Project 2: ULNAv2-A

This project is due on Sunday, May 17, at 11:59:59 PM (Eastern daylight time). You must use submit to turn in your homework like so:
submit cs411_jtang proj2 proj2.circ proj2.S Each submitted file must contain your name and assignment number. For the Logisim file, place that information in a text label on the main circuit. For the assembly file, place that information in a comment at the top of the file.

This assignment builds upon the logic components and assembly code from Homework 4, and your C code from Homework 3. Thus, you must have completed those homework assignments before attempting this assignment.

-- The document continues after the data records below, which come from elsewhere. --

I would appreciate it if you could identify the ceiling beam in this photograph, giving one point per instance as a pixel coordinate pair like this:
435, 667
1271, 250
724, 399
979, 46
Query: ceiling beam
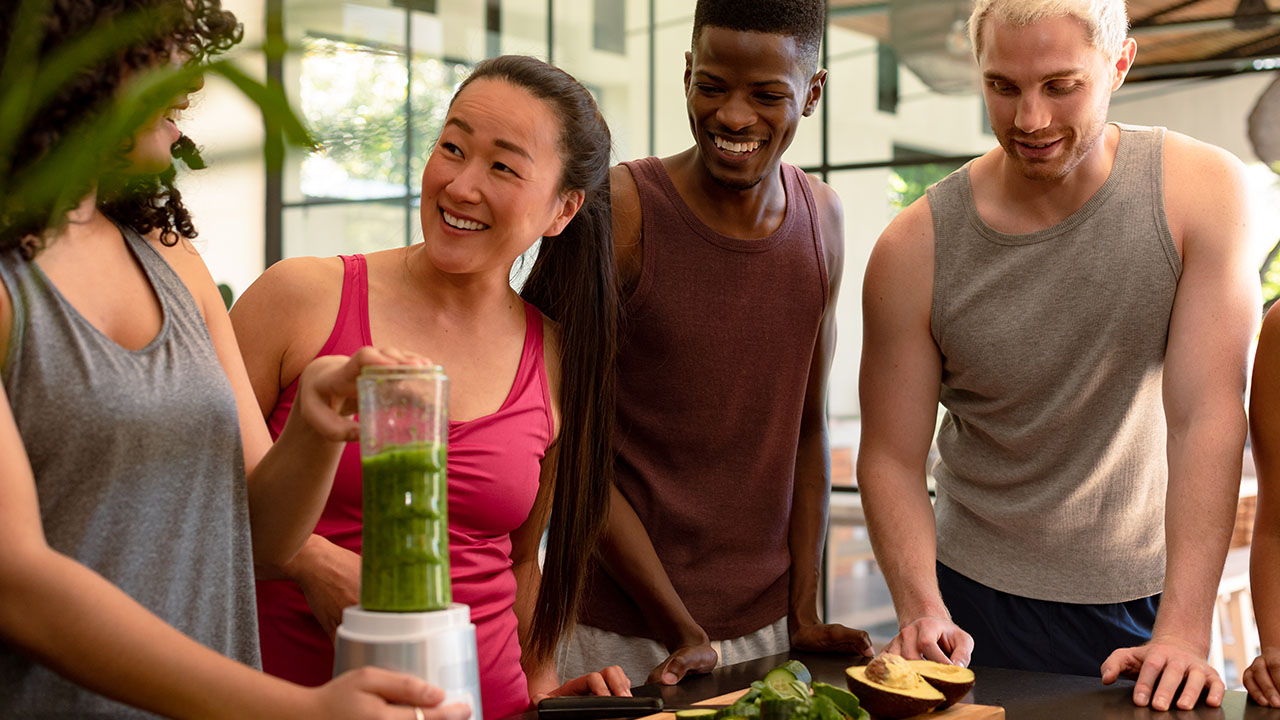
1203, 68
1206, 24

In this assignment, you will finally build the ULNAv2-A processor in Logisim. To test your processor, you will translate a portion of your floating-point multiplier code from Homework 3 into ULNAv2-A.

Part 1: Data Memory

To begin, create a directory for your assignment and download the following files into that directory via wget:

http://www.csee.umbc.edu/~jtang/cs411.s20/homework/proj2/proj2.S: Partial translation of HW3's half_float_mult() into ULNAv2-A. You will need to complete the assembly code.
http://www.csee.umbc.edu/~jtang/cs411.s20/homework/proj2/uint16_mult.circ: Logisim circuit that implements the shift-add multiplier (version 3). You will need this circuit if you are attempting the extra credit.

If you have not already, download a copy of the ULNAv2-A specification from Homework 4. Also download and build the ULNAv2-A assembler and emulator; you will need them for this project. Furthermore, duplicate your hw4.circ, renaming that copy as proj2.circ.

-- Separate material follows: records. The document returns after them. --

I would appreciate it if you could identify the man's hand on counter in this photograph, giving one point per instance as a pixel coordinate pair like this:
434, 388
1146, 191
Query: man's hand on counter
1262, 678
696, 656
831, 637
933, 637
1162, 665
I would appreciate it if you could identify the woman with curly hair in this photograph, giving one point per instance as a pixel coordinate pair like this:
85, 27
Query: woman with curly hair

To your Main circuit, add a Data Memory (a RAM device) component, configured with separate load and store ports. Set the Data Memory's address width to 16 bits, and data width also to 16 bits. Join its clock line, so that changes to data memory occur on falling edges. For now, connect the memory's address line to the ALU output, and input data line to WOut. Add tunnels from your Decoder's MemRead and MemWrite control signals to this memory. Add another tunnel DataOut that will eventually feed back into the register file.

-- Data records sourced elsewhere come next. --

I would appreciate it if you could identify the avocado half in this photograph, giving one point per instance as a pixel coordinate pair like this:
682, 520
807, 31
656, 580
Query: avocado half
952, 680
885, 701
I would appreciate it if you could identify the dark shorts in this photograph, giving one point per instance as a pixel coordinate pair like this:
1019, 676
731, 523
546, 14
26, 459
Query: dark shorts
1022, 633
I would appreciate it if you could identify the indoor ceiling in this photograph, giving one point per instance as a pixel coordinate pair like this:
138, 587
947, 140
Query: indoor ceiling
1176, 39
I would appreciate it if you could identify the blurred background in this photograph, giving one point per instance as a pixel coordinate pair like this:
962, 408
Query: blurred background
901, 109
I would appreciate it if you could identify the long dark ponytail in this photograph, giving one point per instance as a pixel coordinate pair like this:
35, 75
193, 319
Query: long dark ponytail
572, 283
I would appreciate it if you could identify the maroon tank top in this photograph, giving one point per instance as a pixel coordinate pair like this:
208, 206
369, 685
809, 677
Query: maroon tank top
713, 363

Part 2: Implement ALU A, B, and W Buses

See the extra credit below before starting this Part. Your work implementations for this and Part 4 will differ if you attempt the extra credit.

Next, break the connections between the register file and ALU. Set the ALU's A input to the tunnel ABus, and likewise set the B input to BBus.

You then need to add the logic to set the values going into ABus, BBus, and WBus. Create three more subcircuits, ABus Selector, BBus Selector, and WIn Selector. These subcircuits take control signals from the Decoder to determine which values to propagate.

For example, the BBus Selector has within it a mux to select one of (at least) four values: BOut, Imm5 (sign extended), Imm8 (sign extended), or Imm8 (zero extended). Depending upon your implementation, you may need additional inputs into the mux.

Likewise, the subcircuit ABus Selector sets ABus using a mux. You will find that AOut is not the only possible value for the ALU's A input.

WIn Selector sets WIn using a mux. The inputs to this mux are at least ALUOut and DataOut. This mux is selected by MemToReg, and its output feeds into WIn.

Hint 1: Note that the ALU does not perform bit shifting (ash, lsh, or rot), but a shifted output is one of the possible values to WIn. The easiest way is to construct a dedicated subcircuit Logic Operations that takes AOut and Imm5 to perform the different shift/rotate operations. You will then need to route this subcircuit's output back to the main circuit.

Hint 2: Use your spreadsheet from Homework 4.

Part 3: Add Branch Control Logic

In the third homework, you created the subcircuit PC Control Unit and added it to Main. Recall that PCSel was used to select between PC+1 or the constant 411. In this section, you will build the full PC Control Unit.

Study the ULNAv2-A RTN. Create a new signal BranchType, a multi-bit value that encodes the various branch types (unconditional, conditional branch if less than, conditional branch if not equal, etc.)
Create a new subcircuit, Branch Control Unit. This circuit determines if a branch should be taken or not. It takes 3 inputs:

Branch Requested (1 bit)

1 if a branch is requested, 0 for non-branching instructions.

Condition Codes (4 bits)

Current set of condition codes, from the Condition Codes register.

Branch Type (multiple bits)

Encoding of branch type, from previous step.

If the branch type is unconditional and if a branch is requested, Branch Control Unit outputs 1 regardless of the Condition Codes. If the branch type is conditional and if the Condition Codes match, Branch Control Unit also outputs 1. For all other cases, including if a branch is not requested, the subcircuit outputs 0.
Integrate your Branch Control Unit into the PC Control Unit, replacing the old PCSel control signal with the output from Branch Control Unit. Re-test your main circuit by manually poking the clock line. Each clock cycle should still increment the program counter by 1.
Remove the constant 411, replacing it with the various possible destinations for a branch instructions. For example, the unconditional branch instruction b jumps to CurPC + SignExtend(Imm11).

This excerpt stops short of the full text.